De verschijnselen van een niet goed werkende shunt zijn dezelfde als die van hydrocefalie zonder shunt. Het ontstaan kan langzaam maar soms ook heel snel zijn. Vlug ingrijpen is dan geboden, waarbij de shunt of een deel daarvan wordt gereviseerd. Als de oorzaak onduidelijk is kan ook wel eens tijdelijk een externe drainage worden aangelegd.

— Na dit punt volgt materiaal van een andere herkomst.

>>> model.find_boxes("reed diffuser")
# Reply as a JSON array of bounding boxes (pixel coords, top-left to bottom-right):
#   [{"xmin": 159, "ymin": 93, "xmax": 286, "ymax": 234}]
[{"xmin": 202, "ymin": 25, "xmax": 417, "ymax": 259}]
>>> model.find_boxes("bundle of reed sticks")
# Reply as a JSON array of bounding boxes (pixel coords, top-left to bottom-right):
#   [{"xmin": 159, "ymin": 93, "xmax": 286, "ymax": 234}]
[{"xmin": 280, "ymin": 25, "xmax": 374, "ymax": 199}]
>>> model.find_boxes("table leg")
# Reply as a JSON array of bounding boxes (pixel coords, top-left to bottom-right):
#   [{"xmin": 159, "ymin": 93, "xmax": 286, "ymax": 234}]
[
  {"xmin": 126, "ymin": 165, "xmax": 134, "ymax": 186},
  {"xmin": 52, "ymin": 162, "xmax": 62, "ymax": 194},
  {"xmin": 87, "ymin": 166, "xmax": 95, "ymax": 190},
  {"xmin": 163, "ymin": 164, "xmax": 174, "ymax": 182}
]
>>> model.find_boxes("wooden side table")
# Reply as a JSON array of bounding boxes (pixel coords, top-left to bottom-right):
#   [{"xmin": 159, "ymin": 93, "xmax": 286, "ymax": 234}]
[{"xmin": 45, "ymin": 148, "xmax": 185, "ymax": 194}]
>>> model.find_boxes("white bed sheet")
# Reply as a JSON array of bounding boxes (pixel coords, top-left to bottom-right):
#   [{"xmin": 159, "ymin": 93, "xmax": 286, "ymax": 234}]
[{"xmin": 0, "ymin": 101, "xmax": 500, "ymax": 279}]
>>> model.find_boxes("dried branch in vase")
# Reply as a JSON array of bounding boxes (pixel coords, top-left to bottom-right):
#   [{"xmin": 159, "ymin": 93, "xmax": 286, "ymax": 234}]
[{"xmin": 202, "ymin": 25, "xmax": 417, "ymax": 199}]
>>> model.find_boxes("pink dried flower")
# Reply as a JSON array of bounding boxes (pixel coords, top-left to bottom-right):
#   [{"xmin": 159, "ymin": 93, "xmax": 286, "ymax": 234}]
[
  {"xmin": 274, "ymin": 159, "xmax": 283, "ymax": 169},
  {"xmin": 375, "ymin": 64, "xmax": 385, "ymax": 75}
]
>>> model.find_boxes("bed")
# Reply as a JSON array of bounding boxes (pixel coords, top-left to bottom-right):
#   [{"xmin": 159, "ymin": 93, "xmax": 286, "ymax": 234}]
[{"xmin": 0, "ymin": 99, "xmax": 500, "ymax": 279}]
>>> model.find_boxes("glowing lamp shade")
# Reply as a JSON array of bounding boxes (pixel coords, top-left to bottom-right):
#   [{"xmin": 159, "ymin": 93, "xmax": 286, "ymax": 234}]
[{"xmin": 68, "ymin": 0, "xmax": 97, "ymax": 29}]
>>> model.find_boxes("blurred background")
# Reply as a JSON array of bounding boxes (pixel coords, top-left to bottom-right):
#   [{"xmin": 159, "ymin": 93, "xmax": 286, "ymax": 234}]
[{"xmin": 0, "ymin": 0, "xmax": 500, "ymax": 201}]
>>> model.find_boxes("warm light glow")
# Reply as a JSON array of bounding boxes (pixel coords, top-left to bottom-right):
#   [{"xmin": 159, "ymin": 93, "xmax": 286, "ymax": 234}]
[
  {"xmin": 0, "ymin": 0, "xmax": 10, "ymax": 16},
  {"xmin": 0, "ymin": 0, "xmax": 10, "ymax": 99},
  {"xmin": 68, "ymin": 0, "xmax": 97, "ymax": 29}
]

Niet alle klachten zijn bij een patiënt met een shunt altijd aan de shunt of een onvoldoende werking daarvan te wijten. Er kan ook iets anders aan de hand zijn, zoals b.v. een griep of een verkoudheid. Toch maakt men zich natuurlijk snel bezorgd, en in geval van twijfel is het altijd raadzaam Uw arts te raadplegen.

Ten slotte

Met het bovenstaande hebben we getracht U iets meer te laten begrijpen van stoornissen, die het plaatsen van een “pompje” noodzakelijk maken. Stoornissen van de hersenvochtcirculatie blijven een ingewikkeld probleem, en het is daarom mogelijk dat U in deze uitleg Uw eigen situatie niet hebt kunnen terugvinden. Aarzel niet Uw arts om nadere uitleg te vragen.